Three years after it axed non-stop flights to the United States amid high oil prices and a weak global economy, SIA will use the new plane to resume the service and try to reclaim some of its lost glory.
From Oct 23, the A350-900 - touted by its maker to be 25 per cent more fuel-efficient than rival aircraft in the same category - will fly non-stop from Singapore to San Francisco, giving travellers who now have to stop in Hong Kong and Seoul another option.
In two years, when the ultra-long-range variant of the A350 arrives, SIA will be able to operate even longer flights - up to 19 hours - to Los Angeles and New York.
SIA needs to get back in the game quickly; its three-year hiatus has already allowed rivals to swoop in. In June, United Airlines launched a non-stop service between San Francisco and Singapore.
Since SIA's pullout, other competitors, including Middle Eastern airlines like Emirates, have added flights to and from Singapore and their home bases; and from there, to the US.
SIA's re-entry into the non-stop Singapore-US market is not without challenges. In Toulouse ahead of the aircraft delivery, the airline's acting senior vice-president of sales and marketing Campbell Wilson said optimistically: "The market is much, much bigger now than when we served it."
He has a point.
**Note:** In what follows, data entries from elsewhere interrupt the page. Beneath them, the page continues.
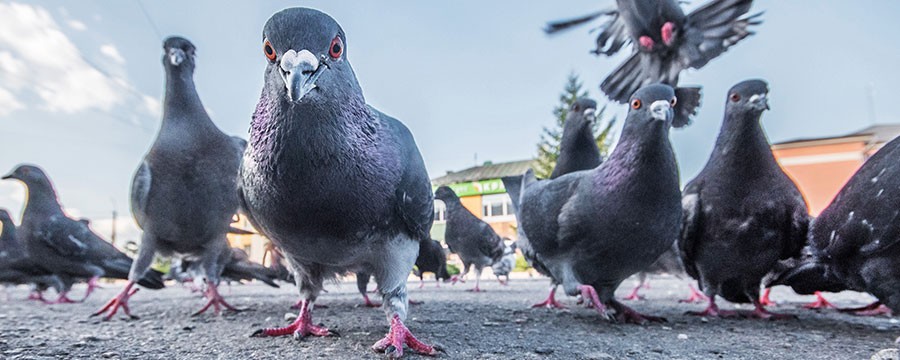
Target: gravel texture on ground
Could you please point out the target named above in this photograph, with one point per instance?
(497, 324)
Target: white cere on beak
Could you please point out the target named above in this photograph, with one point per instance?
(176, 56)
(297, 69)
(660, 109)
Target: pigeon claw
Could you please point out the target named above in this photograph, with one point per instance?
(392, 343)
(120, 301)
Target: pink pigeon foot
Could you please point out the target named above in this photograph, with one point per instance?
(399, 335)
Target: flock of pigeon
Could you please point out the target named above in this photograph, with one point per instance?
(340, 187)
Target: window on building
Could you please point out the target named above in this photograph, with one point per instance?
(496, 205)
(440, 211)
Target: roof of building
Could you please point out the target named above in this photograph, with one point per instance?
(484, 172)
(880, 133)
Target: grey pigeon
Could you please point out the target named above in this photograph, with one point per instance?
(577, 151)
(853, 243)
(742, 214)
(665, 40)
(339, 186)
(64, 246)
(184, 193)
(592, 229)
(476, 243)
(506, 264)
(16, 268)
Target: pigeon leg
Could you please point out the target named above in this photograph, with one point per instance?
(764, 300)
(695, 297)
(820, 303)
(551, 300)
(873, 309)
(300, 328)
(215, 300)
(760, 312)
(626, 314)
(92, 285)
(477, 281)
(120, 301)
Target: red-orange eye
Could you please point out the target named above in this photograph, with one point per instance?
(269, 50)
(337, 48)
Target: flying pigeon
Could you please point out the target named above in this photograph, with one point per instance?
(64, 246)
(506, 264)
(184, 193)
(476, 243)
(592, 229)
(852, 243)
(742, 214)
(665, 40)
(337, 185)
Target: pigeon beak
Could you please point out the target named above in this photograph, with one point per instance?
(176, 56)
(300, 70)
(590, 114)
(661, 110)
(759, 101)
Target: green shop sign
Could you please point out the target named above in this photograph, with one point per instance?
(483, 187)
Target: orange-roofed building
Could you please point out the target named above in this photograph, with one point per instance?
(822, 166)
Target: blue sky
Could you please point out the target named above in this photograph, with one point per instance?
(81, 81)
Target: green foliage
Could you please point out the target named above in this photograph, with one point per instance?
(548, 146)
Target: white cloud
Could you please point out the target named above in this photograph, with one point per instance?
(110, 51)
(39, 59)
(76, 25)
(8, 102)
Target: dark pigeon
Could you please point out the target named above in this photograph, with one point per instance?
(473, 240)
(592, 229)
(742, 214)
(339, 186)
(665, 40)
(184, 193)
(853, 243)
(506, 264)
(64, 246)
(578, 151)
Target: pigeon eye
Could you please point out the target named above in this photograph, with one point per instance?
(636, 104)
(337, 48)
(269, 50)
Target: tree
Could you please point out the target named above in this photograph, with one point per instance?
(548, 147)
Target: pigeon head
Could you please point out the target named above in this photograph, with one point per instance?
(306, 52)
(178, 54)
(748, 97)
(30, 175)
(583, 110)
(446, 194)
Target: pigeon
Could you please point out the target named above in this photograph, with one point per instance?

But the market is also much, much more competitive now and the competition is "extremely fierce", said Centre for Aviation analyst Brendan Sobie. This will put pressure on fares and yields - great for travellers but tough on airlines.
With a more efficient aircraft, SIA has a fighting chance to make the ultra-long-haul flights work. Three years back, it could not.
The aim this time is to stay in the market.